Herausfordernd waren für mich auch die häufigen Umzüge durch die Vereinswechsel. Freunde zurückzulassen, sich neu einzuleben und sportlich immer wieder zu beweisen, sind in diesem Beruf einfach Dinge, die dazugehören. Diese Herausforderungen nehme ich aber gerne an. Ich hatte allerdings keine größeren Hürden, da ich viel Unterstützung von meiner Familie und dem Fußballverband Sachsen-Anhalt erhalten habe. Ich bin sehr dankbar, dass ich an der Sportschule sein konnte und in meinen Vereinen immer bestmöglich gefördert wurde.
Blicken wir einmal auf Ihre Anfänge auf dem Fußballplatz zurück. Können Sie sich noch an die Zeit beim SV Theeßen und den Burger BC 08 erinnern?
N.R.: An meine Zeit in Burg und Theeßen kann ich mich noch sehr gut erinnern. Es war immer eine tolle Zeit, und dort habe ich den Fußball lieben gelernt. Meistens war ich das einzige Mädchen, das fand ich irgendwie cool, weil ich mich so zwischen den Jungs beweisen konnte. Sie waren immer nett zu mir, aber natürlich hätte ich es schön gefunden, wenn noch mehr Mädchen dabei gewesen wären.
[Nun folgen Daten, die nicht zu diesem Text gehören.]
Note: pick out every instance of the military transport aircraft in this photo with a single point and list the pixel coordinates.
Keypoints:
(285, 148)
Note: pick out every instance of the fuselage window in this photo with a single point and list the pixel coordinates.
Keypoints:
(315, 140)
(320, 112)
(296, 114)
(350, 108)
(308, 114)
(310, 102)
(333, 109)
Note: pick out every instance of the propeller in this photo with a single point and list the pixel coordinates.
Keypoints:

Der FSA hat in den zurückliegenden Monaten klare Ziele und Handlungsempfehlungen für die Entwicklung des Frauen- und Mädchenfußballs sowie der Stärkung des Ehrenamts durch Frauen gesteckt. Wie bewerten Sie diesen Prozess?
N.R.: Die genauen Ziele habe ich ehrlich gesagt noch nicht kennengelernt. Aber ich sehe, was daraus folgt, zum Beispiel auf den Social-Media-Kanälen des FSA und das geht definitiv in die richtige Richtung. Frauenfußball gewinnt immer mehr Aufmerksamkeit, und gerade die Sichtbarkeit des Mädchenfußballs ist enorm wichtig. Wir müssen junge Mädchen motivieren, Fußball zu spielen, und sie ermutigen, sich auch als Mädchen in einer Jungenmannschaft zu behaupten. Mehr Engagement ist immer besser, da gibt es kein „zu viel“.
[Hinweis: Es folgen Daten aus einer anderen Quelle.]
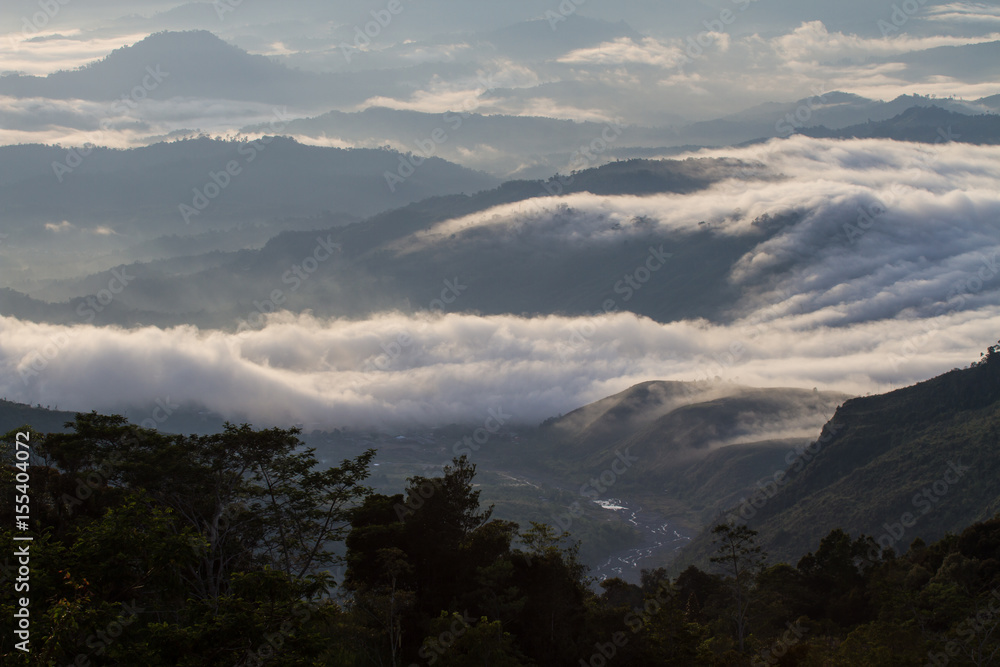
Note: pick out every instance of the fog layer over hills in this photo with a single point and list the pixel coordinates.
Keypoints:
(867, 264)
Was wären aus Ihrer Sicht noch Ansatzpunkte, um mehr Mädchen für den Fußball zu gewinnen?
N.R.: Es gibt viele gute Ansätze, die schon umgesetzt werden, zum Beispiel die bereits angesprochene verstärkte Sichtbarkeit. Alles, was die Wahrnehmung erhöht, trägt dazu bei, dass mehr Mädchen sich trauen, den Weg auf den Platz zu finden. Es bleibt aber auch ein gesellschaftliches Thema. Wir müssen weiterhin daran arbeiten, das Bild zu verändern, dass Fußball ein Männersport sei. Fußball ist für alle da, unabhängig von Herkunft, Religion oder Geschlecht. Dieses Umdenken findet bereits statt, aber da gibt es noch viel Potenzial.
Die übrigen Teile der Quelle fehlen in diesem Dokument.